Лев почувствовал страх. Он стал хмуро озираться по сторонам. Наконец, он снова резко вскочил с кресла и приказал:
— Всё на сегодня. Ступайте. Как уговорились, делайте.
Он поспешно вышел из горницы. На душе было тревожно. Крамольные бояре — это был враг более коварный и жестокий, чем монголы или Отакар. Из-за их происков в любой день могут рухнуть все великие замыслы. Лев стал думать, как бы предупредить их возможные крамолы, не находил ответа и мучился, бесцельно снуя по переходам дворца.
49.
Неподалёку от Львова, в стороне от шумных, пыльных шляхов и пригородных слобод, возвышался густо поросший дубовым и буковым лесом высокий холм. У подножия его били ручьи с чистой водой, от них вверх шла узкая тропинка, петляющая меж деревами.
Возле ручья Лев остановил коня, спешился, привязал скакуна к стволу могучего бука.
— Ждите меня здесь! — коротко приказал он двоим гридням и не спеша стал подыматься по тропинке по склону.
В лесу слышен был птичий щебет. Под порывами ветра шелестели листвой дубы. Воздух, чистый и свежий, дурманил голову.
Тропа вывела князя к небольшой полянке и упёрлась в заросший терновником вход в глубокую сводчатую пещеру. Лев перекрестился и, раздвинув кусты, шагнул в темноту.
В глубине грота мерцала лучина. Над головой Льва пронёсся чёрной тенью крылан. Князь вздрогнул от неожиданности, шарахнулся посторонь.

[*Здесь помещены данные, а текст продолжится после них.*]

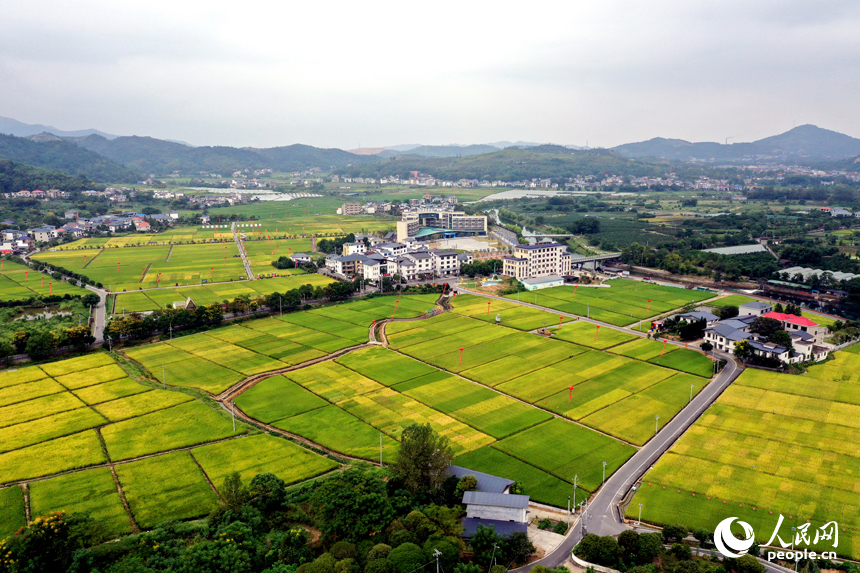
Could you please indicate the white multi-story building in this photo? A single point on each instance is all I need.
(541, 259)
(357, 248)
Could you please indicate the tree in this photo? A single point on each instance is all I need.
(728, 311)
(674, 533)
(378, 551)
(466, 483)
(629, 543)
(423, 458)
(781, 338)
(702, 535)
(353, 505)
(482, 544)
(267, 492)
(765, 326)
(749, 564)
(41, 345)
(406, 557)
(743, 350)
(233, 494)
(650, 546)
(19, 340)
(380, 566)
(517, 548)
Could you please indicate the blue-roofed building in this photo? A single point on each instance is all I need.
(486, 483)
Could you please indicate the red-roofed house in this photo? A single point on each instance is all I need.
(792, 323)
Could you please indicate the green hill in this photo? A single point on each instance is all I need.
(51, 152)
(545, 161)
(16, 176)
(160, 157)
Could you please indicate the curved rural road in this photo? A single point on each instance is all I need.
(602, 517)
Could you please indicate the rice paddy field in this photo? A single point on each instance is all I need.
(213, 293)
(500, 400)
(19, 282)
(744, 458)
(69, 426)
(133, 268)
(739, 299)
(510, 314)
(622, 302)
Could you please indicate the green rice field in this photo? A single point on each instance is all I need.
(622, 302)
(51, 414)
(212, 293)
(18, 282)
(772, 444)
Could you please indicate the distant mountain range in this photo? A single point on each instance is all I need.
(805, 142)
(14, 127)
(157, 156)
(512, 164)
(110, 158)
(51, 152)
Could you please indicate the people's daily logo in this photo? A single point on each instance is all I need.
(802, 536)
(727, 543)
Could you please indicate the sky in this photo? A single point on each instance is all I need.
(377, 73)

— Кто здесь? — раздался глухой старческий голос.
— Стрый, это я.
— А, Лев, сыновей. Проходи.
Старый Василько, весь седой, с широкой, размётанной бородой едва не до пупа, сидел за низким дощатым столиком. На столе лежали свиток пергамента, гусиное перо и маленький деревянный туесок с чернилами. За спиной Василька видна была узкая ниша, в которой помещалась грубо сколоченная лавка. На ней убогий схимник спал.

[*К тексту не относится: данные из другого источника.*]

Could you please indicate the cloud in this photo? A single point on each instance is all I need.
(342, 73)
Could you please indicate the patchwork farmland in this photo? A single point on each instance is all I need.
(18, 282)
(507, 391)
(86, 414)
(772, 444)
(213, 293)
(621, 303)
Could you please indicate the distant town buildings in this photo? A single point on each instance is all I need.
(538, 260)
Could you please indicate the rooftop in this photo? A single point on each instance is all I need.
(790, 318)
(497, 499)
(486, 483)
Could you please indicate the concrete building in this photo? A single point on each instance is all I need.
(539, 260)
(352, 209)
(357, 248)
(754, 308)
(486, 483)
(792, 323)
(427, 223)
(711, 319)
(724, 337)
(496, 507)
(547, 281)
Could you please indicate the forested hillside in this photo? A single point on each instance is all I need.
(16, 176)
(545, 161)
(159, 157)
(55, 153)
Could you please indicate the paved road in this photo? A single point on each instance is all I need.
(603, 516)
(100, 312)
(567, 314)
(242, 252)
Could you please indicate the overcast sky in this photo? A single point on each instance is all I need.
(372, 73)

Лев присел на каменный валун, снял с головы шапку, пригладил на висках и на затылке растрепавшиеся космы.
— Вот, пишу посланье другу моему, сербскому крулевичу, Стефану Драгутину, — указал Василько на свиток.
— И как, отвечает тебе королевич? — спросил Лев.
— Отвечает.
— А что супротив отца родного бучу он поднял, писал?
— О том не ведаю, — старческое морщинистое лицо Василька насупилось.
— Что же это за друг, если мысли главные от друга таит? Ох, стрый, стрый!
— А ну, отмолви, что ведаешь? Мне сюда вести нечасто приносят.
— Со Стефаном, королём угорским, Драгутин этот, по всему видно, крепко сдружился. Женат он, как ты знаешь, на дочери Стефана. Вот и выступил вместе с тестем на отца своего, короля Уроша. Последний слушок был: помирились они, отец с сыном, но власть в Сербии разделили. И всё бы мирно и гладко, да вот незадача: Стефан Угорский умер вскорости.
— Господи! — Василько перекрестился. — Млад ведь был он. Верно, сорока не было.
— Что делать, стрый? Роман и Шварн тоже молоды были.
Дядя и племянник, скорбно потупив очи, помолчали. Стало слышно потрескивание лучины.